Not thine, my Lord, the darkness is all mine—
Save that, as mine, my darkness too is thine:
All things are thine to save or to destroy—
Destroy my darkness, rise my perfect joy;
Love primal, the live coal of every night,
Flame out, scare the ill things with radiant fright,
And fill my tent with laughing morn’s delight.
George MacDonald, Diary of an Old Soul
© 1994 Augsburg Fortress Press
MacDonald’s tone changes in this sonnet. He begins coming to terms with his immediate darkness and terror. Until now he’s been in question mode. Not certain what’s going on and why God seems so far away. But now, a tiny crack of light seems to be dawning.
He begins by owning his darkness as his. This isn’t about you Lord, it’s about me. Nonetheless, it hasn’t escaped me that because I’m dealing with you (my Lord!), my darkness is also your darkness. In fact, the power to confront this darkness belongs to you, Lord, not to me.
This change in tone goes along with a change in focus. It seems MacDonald has finally taken charge of his own voice! His voice and his eyes turn in a different direction, even though the darkness dire is still swirling around in his tent.
He speaks directly to his Lord, telling his Lord what to do. He doesn’t hem and haw. He doesn’t beg or apologize for interrupting. He doesn’t pretend it isn’t ‘that important,’ and he doesn’t bargain.
He boldly names what he needs right now from God who is “Love primal, the live coal of every night.”
- Destroy my darkness; resurrect “my perfect joy.” Raise it from the dead!
- Flame out! Like a dragon, send out flames of fire! Give my darkness a taste of its own medicine. Cast on it what it most fears—the light of Your “radiant fright.”

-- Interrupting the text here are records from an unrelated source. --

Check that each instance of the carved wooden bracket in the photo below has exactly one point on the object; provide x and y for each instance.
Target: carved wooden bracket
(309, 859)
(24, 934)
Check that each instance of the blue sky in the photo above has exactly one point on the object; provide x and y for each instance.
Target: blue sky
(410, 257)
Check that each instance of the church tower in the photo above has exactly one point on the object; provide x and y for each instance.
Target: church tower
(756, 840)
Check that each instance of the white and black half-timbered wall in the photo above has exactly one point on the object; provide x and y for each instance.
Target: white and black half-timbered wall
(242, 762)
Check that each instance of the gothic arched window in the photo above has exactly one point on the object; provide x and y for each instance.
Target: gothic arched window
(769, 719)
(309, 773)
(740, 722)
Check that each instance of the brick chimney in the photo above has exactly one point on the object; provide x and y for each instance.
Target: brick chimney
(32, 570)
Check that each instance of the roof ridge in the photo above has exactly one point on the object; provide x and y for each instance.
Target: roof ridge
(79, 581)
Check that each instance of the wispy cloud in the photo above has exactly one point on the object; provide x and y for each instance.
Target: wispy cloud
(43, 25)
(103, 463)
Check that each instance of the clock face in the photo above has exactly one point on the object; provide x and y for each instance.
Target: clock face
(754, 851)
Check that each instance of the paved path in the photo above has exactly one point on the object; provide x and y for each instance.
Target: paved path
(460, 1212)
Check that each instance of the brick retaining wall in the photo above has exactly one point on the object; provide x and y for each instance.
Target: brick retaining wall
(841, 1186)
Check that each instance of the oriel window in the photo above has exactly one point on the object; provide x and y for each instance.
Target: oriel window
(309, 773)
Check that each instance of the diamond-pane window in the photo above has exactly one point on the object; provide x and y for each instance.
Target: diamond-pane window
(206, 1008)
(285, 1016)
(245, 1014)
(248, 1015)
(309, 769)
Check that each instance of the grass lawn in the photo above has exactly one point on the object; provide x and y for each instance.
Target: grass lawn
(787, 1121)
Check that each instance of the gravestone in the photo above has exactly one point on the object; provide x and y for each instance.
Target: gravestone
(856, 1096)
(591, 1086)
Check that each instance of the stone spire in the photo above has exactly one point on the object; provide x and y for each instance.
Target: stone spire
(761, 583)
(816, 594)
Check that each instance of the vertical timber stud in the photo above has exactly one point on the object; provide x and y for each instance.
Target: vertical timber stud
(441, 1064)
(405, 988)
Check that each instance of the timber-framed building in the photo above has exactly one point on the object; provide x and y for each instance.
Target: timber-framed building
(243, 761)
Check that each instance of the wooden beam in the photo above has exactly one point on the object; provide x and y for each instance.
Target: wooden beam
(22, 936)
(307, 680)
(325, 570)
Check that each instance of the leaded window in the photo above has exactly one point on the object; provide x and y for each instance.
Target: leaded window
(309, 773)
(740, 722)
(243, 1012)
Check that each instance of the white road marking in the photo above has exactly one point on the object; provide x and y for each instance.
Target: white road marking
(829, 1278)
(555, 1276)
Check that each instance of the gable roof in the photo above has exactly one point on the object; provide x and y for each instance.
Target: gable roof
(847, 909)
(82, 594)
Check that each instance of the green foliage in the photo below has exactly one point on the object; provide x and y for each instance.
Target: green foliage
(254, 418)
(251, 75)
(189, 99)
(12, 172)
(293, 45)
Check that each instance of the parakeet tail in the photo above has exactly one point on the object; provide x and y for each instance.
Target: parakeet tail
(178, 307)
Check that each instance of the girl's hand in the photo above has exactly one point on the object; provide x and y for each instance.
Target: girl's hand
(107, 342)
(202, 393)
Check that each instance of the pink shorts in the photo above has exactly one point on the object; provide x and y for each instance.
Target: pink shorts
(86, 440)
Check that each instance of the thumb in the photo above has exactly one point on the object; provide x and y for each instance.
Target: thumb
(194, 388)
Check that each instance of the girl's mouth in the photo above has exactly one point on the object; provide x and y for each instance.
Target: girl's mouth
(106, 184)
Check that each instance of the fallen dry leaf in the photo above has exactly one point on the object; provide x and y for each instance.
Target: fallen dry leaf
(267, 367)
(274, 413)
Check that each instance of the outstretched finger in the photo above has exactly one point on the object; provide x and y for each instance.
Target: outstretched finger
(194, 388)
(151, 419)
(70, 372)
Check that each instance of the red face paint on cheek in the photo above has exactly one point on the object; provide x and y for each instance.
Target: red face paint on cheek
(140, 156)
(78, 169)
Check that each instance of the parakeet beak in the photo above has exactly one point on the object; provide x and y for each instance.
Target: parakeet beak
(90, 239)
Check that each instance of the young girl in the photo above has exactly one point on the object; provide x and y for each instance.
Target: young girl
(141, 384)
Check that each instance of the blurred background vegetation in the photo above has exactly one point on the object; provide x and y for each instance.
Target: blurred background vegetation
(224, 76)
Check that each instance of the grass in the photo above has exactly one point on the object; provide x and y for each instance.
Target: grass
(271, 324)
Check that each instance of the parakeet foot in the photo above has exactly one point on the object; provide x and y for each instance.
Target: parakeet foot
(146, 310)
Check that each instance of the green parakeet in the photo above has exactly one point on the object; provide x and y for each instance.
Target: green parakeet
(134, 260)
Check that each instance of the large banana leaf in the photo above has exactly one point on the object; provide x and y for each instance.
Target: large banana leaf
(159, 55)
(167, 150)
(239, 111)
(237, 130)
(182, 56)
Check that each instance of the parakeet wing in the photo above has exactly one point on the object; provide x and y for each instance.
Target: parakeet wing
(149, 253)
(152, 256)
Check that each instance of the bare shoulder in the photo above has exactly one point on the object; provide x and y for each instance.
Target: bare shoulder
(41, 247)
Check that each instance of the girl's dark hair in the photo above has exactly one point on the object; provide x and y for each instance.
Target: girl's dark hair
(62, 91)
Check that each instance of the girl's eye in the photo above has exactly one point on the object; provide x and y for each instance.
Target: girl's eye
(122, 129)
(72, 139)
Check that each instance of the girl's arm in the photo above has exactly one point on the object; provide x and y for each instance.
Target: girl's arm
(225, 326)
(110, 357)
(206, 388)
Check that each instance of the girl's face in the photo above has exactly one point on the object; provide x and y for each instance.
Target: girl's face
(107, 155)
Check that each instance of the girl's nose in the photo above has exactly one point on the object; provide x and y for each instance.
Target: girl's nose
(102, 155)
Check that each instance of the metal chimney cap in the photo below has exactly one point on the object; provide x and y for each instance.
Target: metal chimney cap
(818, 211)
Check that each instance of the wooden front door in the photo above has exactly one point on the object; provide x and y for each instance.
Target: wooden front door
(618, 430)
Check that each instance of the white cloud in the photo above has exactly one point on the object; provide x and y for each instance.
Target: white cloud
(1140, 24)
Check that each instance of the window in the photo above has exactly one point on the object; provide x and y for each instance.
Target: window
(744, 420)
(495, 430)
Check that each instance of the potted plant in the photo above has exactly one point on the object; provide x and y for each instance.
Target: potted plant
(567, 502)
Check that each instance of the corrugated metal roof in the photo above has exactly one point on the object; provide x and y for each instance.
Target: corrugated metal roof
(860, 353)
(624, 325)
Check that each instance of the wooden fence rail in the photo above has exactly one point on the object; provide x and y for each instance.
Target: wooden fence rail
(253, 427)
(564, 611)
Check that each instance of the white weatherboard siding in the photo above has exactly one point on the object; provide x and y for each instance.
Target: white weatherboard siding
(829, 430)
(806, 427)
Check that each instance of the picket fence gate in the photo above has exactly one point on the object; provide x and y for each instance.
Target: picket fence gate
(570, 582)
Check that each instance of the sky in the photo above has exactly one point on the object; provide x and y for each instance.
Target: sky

- Then breathe into my tent the sweet light of dawn. Raise up the sun of a new morning, laughing with delight.
I think MacDonald had something like that in mind. Not as a permanent fix, but at least enough to get through this dark night and into a new morning full of delightful promise and mystery.
It seems my Live Coal of every dark night is music. Not just thinking about it, but actually singing or humming it. Hymns come to mind randomly. So do some Psalms. They aren’t all easy to sing. Nonetheless they’re quite wonderful spoken into the darkness.
Though this isn’t magic, it’s real. I’m not God. I’m not “the live coal of every night.”
I am, however, God’s beloved daughter-child, created in the image of God. Perhaps this is my way of telling God what to do. Or at least reminding God directly of what I’m counting on from my Live Coal in the night.